The stairwell had never felt this small.
Riyan's hand was still on her wrist, his body a wall of heat she couldn't step through, and his words—raw, sharp, dangerous—still hung between them like smoke.
Her pulse thundered in her throat. Too fast. Too loud. She knew he could feel it under his grip.
"Tell me to stop," he murmured. His voice had shifted—no longer edged in fury but rough with something deeper, something that trembled beneath control.
She couldn't. She wouldn't.
Her lips parted, a whisper of breath escaping, and his gaze dropped. Slowly. Deliberately.
To her mouth.
The world narrowed, tunneled, until it was just this—his breath mingling with hers, the steady thud of her heartbeat, the unbearable distance of inches.

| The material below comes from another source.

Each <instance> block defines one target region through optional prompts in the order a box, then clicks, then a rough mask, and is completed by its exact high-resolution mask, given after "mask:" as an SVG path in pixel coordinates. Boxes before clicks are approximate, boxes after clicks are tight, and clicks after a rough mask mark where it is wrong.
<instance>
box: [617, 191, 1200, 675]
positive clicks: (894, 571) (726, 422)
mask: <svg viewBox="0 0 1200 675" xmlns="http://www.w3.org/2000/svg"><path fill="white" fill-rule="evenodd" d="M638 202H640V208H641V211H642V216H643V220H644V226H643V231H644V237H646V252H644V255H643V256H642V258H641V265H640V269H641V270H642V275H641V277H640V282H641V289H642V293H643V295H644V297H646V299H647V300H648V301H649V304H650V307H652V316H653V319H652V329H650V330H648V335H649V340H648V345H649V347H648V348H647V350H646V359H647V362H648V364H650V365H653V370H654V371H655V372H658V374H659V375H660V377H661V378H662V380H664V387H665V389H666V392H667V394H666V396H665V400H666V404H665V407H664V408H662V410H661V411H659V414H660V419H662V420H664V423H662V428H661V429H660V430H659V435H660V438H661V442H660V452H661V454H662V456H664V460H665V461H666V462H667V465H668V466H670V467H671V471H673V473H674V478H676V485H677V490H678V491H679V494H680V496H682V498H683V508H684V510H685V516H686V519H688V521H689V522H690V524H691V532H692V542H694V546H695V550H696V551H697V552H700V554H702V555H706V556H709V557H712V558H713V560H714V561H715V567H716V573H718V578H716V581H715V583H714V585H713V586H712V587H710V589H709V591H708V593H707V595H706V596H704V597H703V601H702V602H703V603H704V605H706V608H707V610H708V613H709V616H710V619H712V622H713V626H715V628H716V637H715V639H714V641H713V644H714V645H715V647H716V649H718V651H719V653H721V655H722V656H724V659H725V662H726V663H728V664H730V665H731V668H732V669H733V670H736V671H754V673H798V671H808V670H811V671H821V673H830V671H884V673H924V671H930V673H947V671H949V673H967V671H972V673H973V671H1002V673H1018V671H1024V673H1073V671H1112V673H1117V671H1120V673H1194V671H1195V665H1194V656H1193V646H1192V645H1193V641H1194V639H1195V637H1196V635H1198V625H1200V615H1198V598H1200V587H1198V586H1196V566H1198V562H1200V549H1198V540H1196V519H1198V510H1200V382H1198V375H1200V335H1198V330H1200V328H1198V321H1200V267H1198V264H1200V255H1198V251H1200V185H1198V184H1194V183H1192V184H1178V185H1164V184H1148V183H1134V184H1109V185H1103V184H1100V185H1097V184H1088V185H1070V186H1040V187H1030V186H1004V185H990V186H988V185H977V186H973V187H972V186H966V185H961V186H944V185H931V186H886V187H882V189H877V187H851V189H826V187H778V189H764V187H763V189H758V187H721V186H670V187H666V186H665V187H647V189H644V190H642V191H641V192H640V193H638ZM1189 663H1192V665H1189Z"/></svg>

Her back pressed into the cold wall. His palm slid closer, braced beside her head. His chest brushed hers when he leaned in—close enough that if she just tilted forward, if she just stopped fighting herself—
He was going to do it. He had fought it for weeks, built walls, swallowed fire, but here she was—shaking, wide-eyed, lips parted like a secret meant only for him.
He bent closer, his forehead nearly touching hers, their mouths barely a breath apart.
"Ananya…" Her name broke from him like a confession.
And then—
The stairwell door banged open.
Laughter spilled in, followed by footsteps and voices echoing down the hall. Two juniors stumbled past the landing, too wrapped in their gossip to notice the way Riyan jerked back, his jaw clenched tight, his chest heaving.
Ananya's face flushed crimson. She pressed her books tighter to her chest, eyes darting everywhere but him.
The moment was shattered. The silence returned, thicker than before.
Her knees were weak as she hurried down the steps, each footfall too loud. She didn't dare look back. Didn't dare see if he was watching.
But she felt it. His gaze, hot and unrelenting, burning into her spine as if to say—
This isn't over.
And deep down, trembling in places she didn't want to name, she knew he was right.